Law's hesitations and Harris's facial tics (punctuated by Bob Hoskins'
turn as Kruschev the crude) are all that carry us through actual moments
of high drama that Annaud and co-writer Alain Godard have reduced to
melodramatic cliche and topped off with the cue-card musical score of
James Horner commanding us to "aws" and "oh nos." There are those who
claim, with some authority apparently, that the legend of the match
is more propaganda than truth, but that is of small import - heroes
with names history can place are in short supply. Alas, though, I was
more moved, more awed, when I heard the real story over lunch from my
dad some time back than I was sitting in the theater watching and waiting.
At the telling, I wanted to read more about it. The film, by contrast,
dulled that desire.
The problem,
in part, is that Annaud/Godard did not trust their drama's core. They
overlaid it for effect with an invented love triangle that turns it
into tripe. At the center of the triangle, they placed Tanya (Rachel
Weisz), a true historical character - a Russian/American Jewish woman
who joined the militia, studied under Zaitsev, and became his lover.

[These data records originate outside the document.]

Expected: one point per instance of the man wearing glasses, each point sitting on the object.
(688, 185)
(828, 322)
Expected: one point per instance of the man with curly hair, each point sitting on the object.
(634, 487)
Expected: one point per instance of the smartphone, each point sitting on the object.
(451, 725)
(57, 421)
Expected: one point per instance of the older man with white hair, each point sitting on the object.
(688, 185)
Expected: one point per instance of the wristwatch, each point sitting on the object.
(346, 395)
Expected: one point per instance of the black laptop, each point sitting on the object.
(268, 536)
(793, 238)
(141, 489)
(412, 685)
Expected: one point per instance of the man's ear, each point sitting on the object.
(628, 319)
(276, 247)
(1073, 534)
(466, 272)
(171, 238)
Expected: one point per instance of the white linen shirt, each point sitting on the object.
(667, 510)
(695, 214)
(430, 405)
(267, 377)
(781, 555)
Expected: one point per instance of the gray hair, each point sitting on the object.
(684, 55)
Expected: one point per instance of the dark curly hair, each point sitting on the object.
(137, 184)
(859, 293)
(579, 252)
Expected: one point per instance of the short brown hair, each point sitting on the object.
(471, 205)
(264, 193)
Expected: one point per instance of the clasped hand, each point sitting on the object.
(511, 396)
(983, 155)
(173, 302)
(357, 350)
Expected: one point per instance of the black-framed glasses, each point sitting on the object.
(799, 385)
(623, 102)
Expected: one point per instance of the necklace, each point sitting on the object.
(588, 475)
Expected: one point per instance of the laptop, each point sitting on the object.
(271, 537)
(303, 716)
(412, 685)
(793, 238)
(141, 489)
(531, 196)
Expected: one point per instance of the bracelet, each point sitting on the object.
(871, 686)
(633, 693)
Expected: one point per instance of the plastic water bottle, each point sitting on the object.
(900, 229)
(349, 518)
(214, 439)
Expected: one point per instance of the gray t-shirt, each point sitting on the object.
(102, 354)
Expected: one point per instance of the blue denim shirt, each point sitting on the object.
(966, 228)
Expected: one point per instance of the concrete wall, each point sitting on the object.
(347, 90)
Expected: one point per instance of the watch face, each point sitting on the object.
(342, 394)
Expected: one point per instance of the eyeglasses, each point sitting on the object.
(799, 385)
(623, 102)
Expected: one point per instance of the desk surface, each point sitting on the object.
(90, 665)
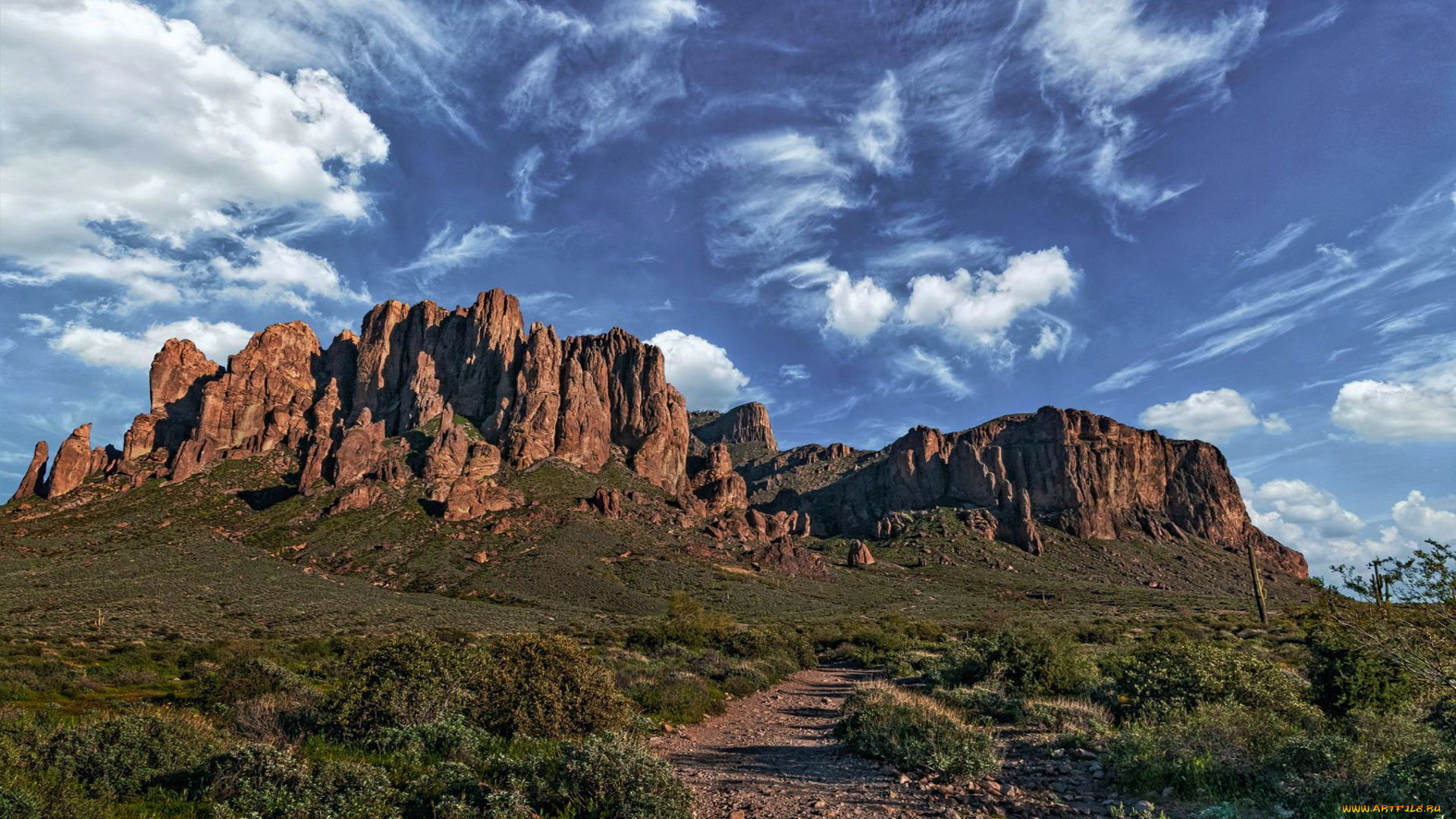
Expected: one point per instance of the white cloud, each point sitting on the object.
(1111, 52)
(1298, 502)
(1210, 416)
(1417, 410)
(794, 372)
(134, 352)
(1424, 519)
(921, 363)
(781, 193)
(979, 308)
(1130, 375)
(1277, 245)
(450, 248)
(128, 136)
(702, 371)
(878, 130)
(525, 188)
(1274, 425)
(856, 308)
(274, 271)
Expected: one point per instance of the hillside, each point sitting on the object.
(450, 468)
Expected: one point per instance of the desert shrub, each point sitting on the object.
(121, 757)
(261, 780)
(987, 706)
(237, 679)
(677, 698)
(1027, 662)
(915, 733)
(548, 687)
(1209, 751)
(618, 776)
(1184, 675)
(406, 681)
(1345, 678)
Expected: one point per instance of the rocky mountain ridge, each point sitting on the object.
(453, 398)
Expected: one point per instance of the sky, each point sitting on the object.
(1229, 221)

Though her role in the history is interesting, Annaud/Godard transmute
her into the set-piece love object and cause of dissension between Danilov
and Zaitsev. They diminish their own story and trivialize more history
than they had a right even to engage, by making her the touchpoint for
both Danilov's Marxist loyalties and the Jewish plight under the Nazis
(adding a disturbing political twist to the film's Jewish question,
to boot).
More than
distracting, the love triangle is deadening, but so too the one-on-one
resolution between Zaitsev and Tanya, hinted at from the start and made
sickeningly formulaic at the end in grand scale. Their badly directed
lovemaking is an embarrasingly comical counterpart to the exquisite
intimacy shared between the two expert snipers the film should have
been about. In fact, the audience with which I saw the film actually
laughed aloud.
History was cheated, Law and Harris were cheated; the audience was
cheated. If Enemy at the Gates is not overlong, it is indisputably
overstuffed. One would think with the money they reportedly spent on
the film, they might at the very least have hired themselves an editor
with a firm hand and a sharp pair of scissors.